Le titre original de cette fugue est "Night Moves", et c'est vrai que les lignes du film bougent surtout sous la lune chaude de Floride et de Californie. Quand on a des choses à se reprocher, la nuit et son silence font parfois trop cogiter... alors pour éviter ça on trompe son conjoint, on trompe la mort, on trompe la loi. Quitte à aggraver son cas. Gene Hackman campe à nouveau un privé tourmenté, un an après Conversation secrète. Parano associal dans le film de Coppola, le personnage est ici un débonnaire à l'auto-dérision attachante, qui ne s'énerve que quand il le faut. L'enquête a elle un goût d'envers du décor hollywoodien: la commanditaire est une actrice ratée à l'haleine qui crie Jack Daniels, et la fugueuse dévergondée nous entraînera dans le milieu des cascadeurs.

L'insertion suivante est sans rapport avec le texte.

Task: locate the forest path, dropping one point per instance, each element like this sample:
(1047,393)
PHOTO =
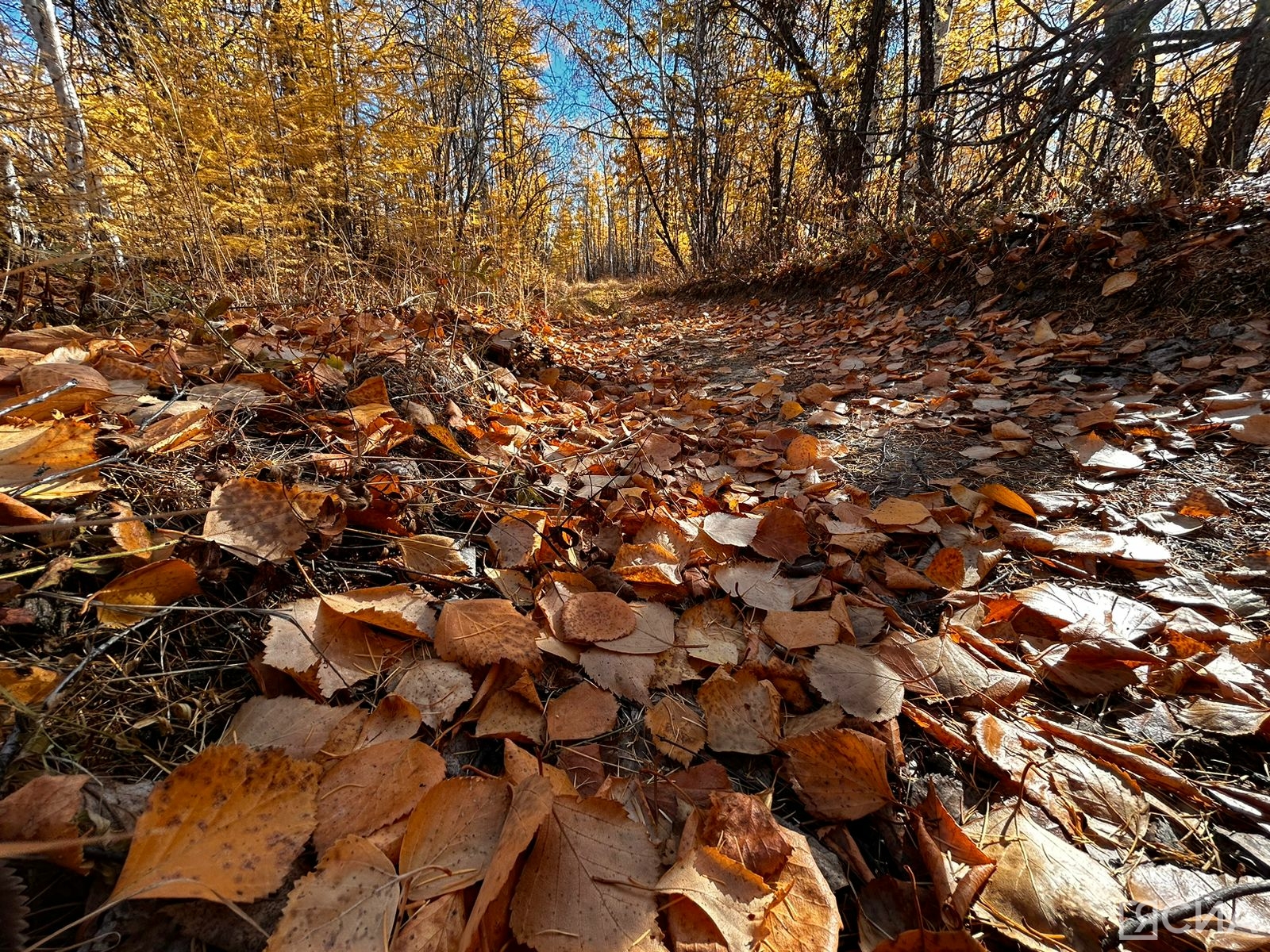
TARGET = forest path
(920,393)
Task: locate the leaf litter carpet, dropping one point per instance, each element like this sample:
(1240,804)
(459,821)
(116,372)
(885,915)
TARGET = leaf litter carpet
(794,624)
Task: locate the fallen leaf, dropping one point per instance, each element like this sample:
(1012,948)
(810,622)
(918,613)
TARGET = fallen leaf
(44,810)
(225,804)
(452,835)
(743,714)
(135,594)
(399,608)
(838,774)
(596,616)
(348,903)
(294,725)
(730,896)
(1118,282)
(677,730)
(432,555)
(256,520)
(372,787)
(1045,886)
(308,636)
(483,631)
(581,714)
(588,882)
(857,681)
(437,689)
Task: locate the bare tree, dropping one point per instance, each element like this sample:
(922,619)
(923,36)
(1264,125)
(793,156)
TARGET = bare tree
(82,186)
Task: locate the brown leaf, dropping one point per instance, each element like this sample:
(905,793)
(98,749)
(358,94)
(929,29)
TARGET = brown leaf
(518,537)
(372,787)
(730,530)
(452,835)
(596,616)
(732,898)
(531,804)
(256,520)
(781,535)
(342,651)
(1254,429)
(1006,497)
(581,714)
(588,882)
(435,927)
(432,555)
(483,631)
(1045,886)
(838,774)
(743,714)
(899,513)
(46,810)
(436,687)
(44,451)
(348,903)
(799,630)
(856,679)
(294,725)
(806,918)
(1118,282)
(226,804)
(135,594)
(399,608)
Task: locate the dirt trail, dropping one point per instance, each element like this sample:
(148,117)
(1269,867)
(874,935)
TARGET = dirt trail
(922,393)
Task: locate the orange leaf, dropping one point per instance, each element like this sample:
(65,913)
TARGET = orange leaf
(1007,498)
(452,835)
(129,600)
(575,892)
(226,804)
(348,903)
(484,631)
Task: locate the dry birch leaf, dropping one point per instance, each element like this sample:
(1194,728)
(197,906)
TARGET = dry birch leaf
(733,898)
(315,638)
(677,730)
(399,608)
(452,835)
(225,804)
(483,631)
(838,774)
(137,593)
(372,787)
(531,804)
(348,903)
(743,714)
(294,725)
(46,810)
(596,616)
(254,520)
(857,681)
(588,884)
(581,714)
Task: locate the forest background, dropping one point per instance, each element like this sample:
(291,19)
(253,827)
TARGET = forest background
(489,146)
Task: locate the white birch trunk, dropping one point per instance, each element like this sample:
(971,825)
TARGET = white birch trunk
(17,222)
(84,192)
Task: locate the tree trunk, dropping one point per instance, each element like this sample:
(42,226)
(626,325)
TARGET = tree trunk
(1244,101)
(84,192)
(17,225)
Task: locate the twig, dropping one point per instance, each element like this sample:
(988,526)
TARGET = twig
(1200,905)
(51,701)
(41,397)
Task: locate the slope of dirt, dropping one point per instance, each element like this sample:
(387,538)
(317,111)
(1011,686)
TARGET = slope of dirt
(783,622)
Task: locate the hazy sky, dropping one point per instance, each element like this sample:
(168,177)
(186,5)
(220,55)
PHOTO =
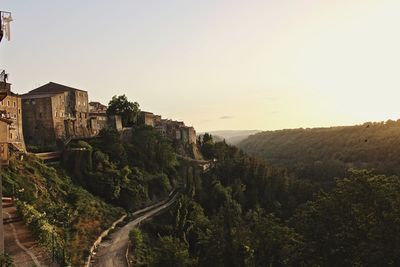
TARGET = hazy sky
(217,64)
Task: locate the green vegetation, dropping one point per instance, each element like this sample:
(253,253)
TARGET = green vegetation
(6,261)
(321,154)
(243,212)
(130,174)
(120,105)
(64,217)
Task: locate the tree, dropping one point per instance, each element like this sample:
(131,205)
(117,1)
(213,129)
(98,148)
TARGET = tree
(356,224)
(171,252)
(120,105)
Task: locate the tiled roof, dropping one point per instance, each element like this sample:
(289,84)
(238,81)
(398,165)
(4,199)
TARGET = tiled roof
(52,88)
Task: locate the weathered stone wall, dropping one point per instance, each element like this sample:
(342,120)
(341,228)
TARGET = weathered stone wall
(81,111)
(38,121)
(11,108)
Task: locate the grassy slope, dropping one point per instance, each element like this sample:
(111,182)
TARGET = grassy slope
(54,206)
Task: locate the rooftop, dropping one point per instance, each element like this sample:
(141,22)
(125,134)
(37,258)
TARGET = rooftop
(52,88)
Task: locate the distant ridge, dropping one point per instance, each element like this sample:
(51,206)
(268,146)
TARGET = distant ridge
(231,136)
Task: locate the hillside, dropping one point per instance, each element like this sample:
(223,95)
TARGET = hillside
(61,214)
(232,137)
(321,153)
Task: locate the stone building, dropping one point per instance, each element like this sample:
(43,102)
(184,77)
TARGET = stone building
(11,109)
(4,140)
(175,130)
(54,113)
(98,118)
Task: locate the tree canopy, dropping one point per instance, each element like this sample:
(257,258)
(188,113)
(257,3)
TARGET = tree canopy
(129,111)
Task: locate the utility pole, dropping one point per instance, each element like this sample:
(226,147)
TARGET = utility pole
(5,19)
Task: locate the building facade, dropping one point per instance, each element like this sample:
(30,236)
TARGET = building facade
(11,109)
(175,130)
(53,113)
(98,118)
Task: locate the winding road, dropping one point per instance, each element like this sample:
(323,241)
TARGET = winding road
(113,252)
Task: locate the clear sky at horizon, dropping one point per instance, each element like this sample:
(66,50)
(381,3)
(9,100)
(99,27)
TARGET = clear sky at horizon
(217,64)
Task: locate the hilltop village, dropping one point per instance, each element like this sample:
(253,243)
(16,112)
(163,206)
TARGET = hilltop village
(53,114)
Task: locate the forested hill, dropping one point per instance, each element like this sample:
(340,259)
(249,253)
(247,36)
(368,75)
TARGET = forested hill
(327,152)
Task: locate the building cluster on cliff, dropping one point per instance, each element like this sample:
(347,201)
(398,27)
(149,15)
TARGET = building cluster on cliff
(53,114)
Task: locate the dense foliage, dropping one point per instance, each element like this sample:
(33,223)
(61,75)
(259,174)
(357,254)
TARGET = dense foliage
(322,154)
(120,105)
(129,174)
(60,214)
(243,212)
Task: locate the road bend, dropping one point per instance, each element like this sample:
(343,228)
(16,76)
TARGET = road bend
(113,252)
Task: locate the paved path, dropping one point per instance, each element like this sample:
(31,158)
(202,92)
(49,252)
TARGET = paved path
(113,253)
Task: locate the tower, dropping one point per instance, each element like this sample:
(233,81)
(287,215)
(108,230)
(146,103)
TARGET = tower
(5,19)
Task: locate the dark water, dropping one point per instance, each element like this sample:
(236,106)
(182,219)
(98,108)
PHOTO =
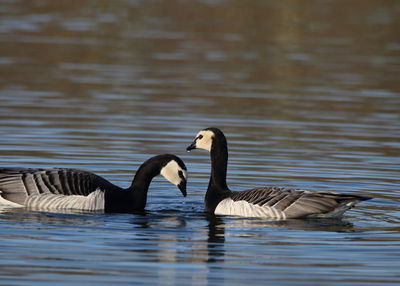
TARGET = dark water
(308,95)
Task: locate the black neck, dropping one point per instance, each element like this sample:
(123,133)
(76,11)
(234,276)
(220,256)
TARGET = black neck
(217,187)
(133,198)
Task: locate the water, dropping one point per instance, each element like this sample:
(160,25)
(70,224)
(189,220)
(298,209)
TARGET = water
(308,97)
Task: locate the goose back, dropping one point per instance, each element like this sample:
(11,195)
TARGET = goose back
(17,184)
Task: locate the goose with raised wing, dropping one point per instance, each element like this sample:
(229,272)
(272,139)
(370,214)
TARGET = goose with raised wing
(74,189)
(266,202)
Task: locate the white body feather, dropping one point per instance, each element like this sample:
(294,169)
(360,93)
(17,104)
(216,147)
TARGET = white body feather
(92,202)
(246,209)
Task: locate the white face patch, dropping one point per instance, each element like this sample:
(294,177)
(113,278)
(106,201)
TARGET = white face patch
(171,172)
(204,139)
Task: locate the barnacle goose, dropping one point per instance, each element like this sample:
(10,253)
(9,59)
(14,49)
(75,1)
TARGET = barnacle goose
(74,189)
(266,202)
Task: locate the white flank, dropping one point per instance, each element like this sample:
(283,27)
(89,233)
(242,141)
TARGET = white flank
(170,172)
(246,209)
(92,202)
(206,139)
(7,203)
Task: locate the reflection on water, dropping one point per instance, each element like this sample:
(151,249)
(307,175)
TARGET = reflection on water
(307,98)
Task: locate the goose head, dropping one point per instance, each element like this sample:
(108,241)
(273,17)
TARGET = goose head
(174,170)
(204,139)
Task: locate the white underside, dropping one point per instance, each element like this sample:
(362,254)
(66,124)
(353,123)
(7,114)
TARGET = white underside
(246,209)
(7,203)
(92,202)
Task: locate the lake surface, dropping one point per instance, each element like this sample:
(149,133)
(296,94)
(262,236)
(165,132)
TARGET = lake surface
(307,95)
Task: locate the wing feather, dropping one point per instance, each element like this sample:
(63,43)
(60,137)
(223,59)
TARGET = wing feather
(16,184)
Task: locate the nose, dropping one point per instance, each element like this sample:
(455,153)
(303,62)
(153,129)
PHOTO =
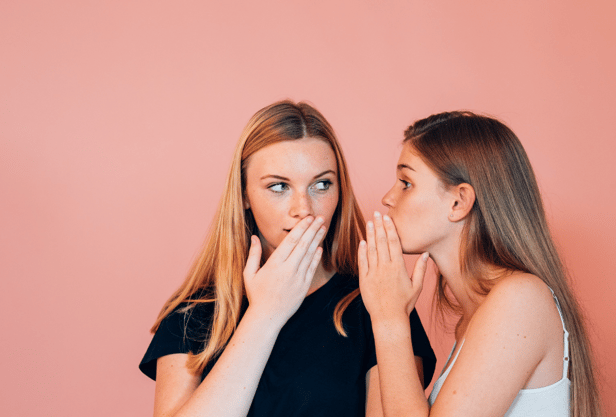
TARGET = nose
(301,205)
(389,198)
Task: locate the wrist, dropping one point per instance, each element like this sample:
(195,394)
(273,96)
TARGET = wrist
(392,324)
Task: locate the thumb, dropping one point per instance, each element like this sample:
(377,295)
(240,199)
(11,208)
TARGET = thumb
(254,258)
(419,271)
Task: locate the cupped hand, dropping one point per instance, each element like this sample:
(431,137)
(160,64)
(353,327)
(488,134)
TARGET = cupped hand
(277,289)
(386,289)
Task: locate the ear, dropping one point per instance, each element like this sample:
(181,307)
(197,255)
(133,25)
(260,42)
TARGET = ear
(463,201)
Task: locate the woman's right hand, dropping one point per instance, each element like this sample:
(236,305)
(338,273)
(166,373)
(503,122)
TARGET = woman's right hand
(278,288)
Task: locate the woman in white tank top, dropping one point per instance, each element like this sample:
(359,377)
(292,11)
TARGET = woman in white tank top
(466,197)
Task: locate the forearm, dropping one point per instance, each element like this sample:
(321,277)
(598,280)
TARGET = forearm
(229,388)
(402,393)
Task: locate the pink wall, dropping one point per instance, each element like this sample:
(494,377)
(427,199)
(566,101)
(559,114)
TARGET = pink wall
(117,122)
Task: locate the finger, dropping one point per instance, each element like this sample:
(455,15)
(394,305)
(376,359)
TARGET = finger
(316,259)
(381,237)
(362,259)
(419,271)
(254,257)
(371,244)
(305,242)
(308,257)
(393,241)
(289,243)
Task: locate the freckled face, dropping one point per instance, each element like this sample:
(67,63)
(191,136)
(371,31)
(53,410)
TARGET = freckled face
(287,181)
(419,205)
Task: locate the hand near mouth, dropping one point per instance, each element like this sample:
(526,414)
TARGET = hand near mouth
(277,289)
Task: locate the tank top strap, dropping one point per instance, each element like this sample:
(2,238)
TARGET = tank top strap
(565,337)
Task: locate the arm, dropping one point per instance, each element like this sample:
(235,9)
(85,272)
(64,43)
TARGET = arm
(513,341)
(390,296)
(374,406)
(274,291)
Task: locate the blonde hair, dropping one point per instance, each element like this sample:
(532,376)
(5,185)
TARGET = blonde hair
(507,226)
(216,275)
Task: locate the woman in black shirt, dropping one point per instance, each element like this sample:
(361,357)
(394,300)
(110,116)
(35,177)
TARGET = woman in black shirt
(268,321)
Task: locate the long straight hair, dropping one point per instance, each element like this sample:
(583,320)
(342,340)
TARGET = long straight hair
(217,273)
(507,225)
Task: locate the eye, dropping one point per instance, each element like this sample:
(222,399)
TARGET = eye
(279,187)
(322,185)
(405,184)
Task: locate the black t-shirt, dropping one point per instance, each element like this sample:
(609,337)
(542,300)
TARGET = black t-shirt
(312,370)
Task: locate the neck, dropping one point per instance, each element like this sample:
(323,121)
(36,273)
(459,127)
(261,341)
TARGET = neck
(321,277)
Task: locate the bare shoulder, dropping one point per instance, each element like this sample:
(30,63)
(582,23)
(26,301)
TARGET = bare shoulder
(521,293)
(522,305)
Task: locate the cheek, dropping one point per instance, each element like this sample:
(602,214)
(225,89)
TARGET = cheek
(326,206)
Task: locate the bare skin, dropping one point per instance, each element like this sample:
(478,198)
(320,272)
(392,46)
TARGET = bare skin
(512,338)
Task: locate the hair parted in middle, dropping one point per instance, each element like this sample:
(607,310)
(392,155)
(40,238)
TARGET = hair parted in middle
(217,273)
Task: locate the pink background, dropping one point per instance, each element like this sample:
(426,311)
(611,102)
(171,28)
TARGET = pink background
(118,119)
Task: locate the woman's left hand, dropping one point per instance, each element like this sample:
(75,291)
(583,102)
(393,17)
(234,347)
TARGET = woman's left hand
(386,289)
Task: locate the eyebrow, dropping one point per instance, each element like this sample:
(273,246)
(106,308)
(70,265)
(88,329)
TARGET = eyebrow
(402,166)
(280,177)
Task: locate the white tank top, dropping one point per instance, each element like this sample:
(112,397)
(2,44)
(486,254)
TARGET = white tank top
(550,401)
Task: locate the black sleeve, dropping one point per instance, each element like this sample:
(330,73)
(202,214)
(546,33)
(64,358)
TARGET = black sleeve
(182,331)
(422,348)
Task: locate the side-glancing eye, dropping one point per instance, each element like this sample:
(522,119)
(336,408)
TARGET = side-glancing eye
(405,184)
(322,185)
(278,187)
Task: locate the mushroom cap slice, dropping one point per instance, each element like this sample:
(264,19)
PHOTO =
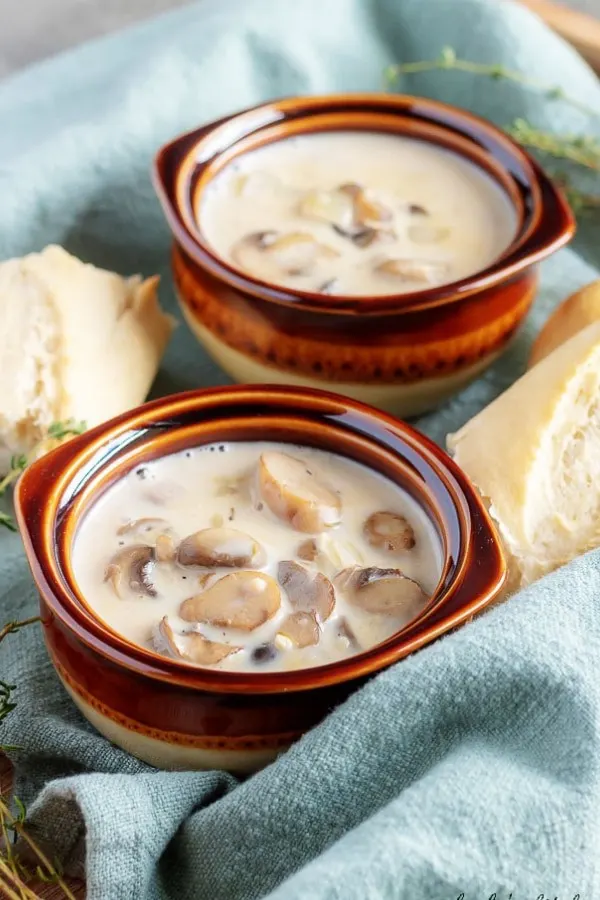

Harry fait le job et progresse dans sa recherche, mais l'intérêt du film ne réside pas dans la complexité de la piste à remonter. Ce qui compte, ce sont les rencontres humaines qui vont jalonner l'affaire, et la résonance qu'elles auront sur les questions qu'il se posait à son propre sujet. Une façon de démythifier le polar, mais sans jouer la carte de la noirceur brutale. Arthur Penn prend au contraire le temps d'installer des rencontres bienveillantes et hospitalières, pour en écailler progressivement le vernis et dévoiler ce qui se cache dessous. Climat de faux-semblants donc, teinté de douce mélancolie.
En bonus: un clin d'oeil à La mort aux trousses, les tout jeunes James Woods et Melanie Griffith, et une vanne sur Eric Rohmer: "I saw a Rohmer film once, it was kinda like watching paint dry."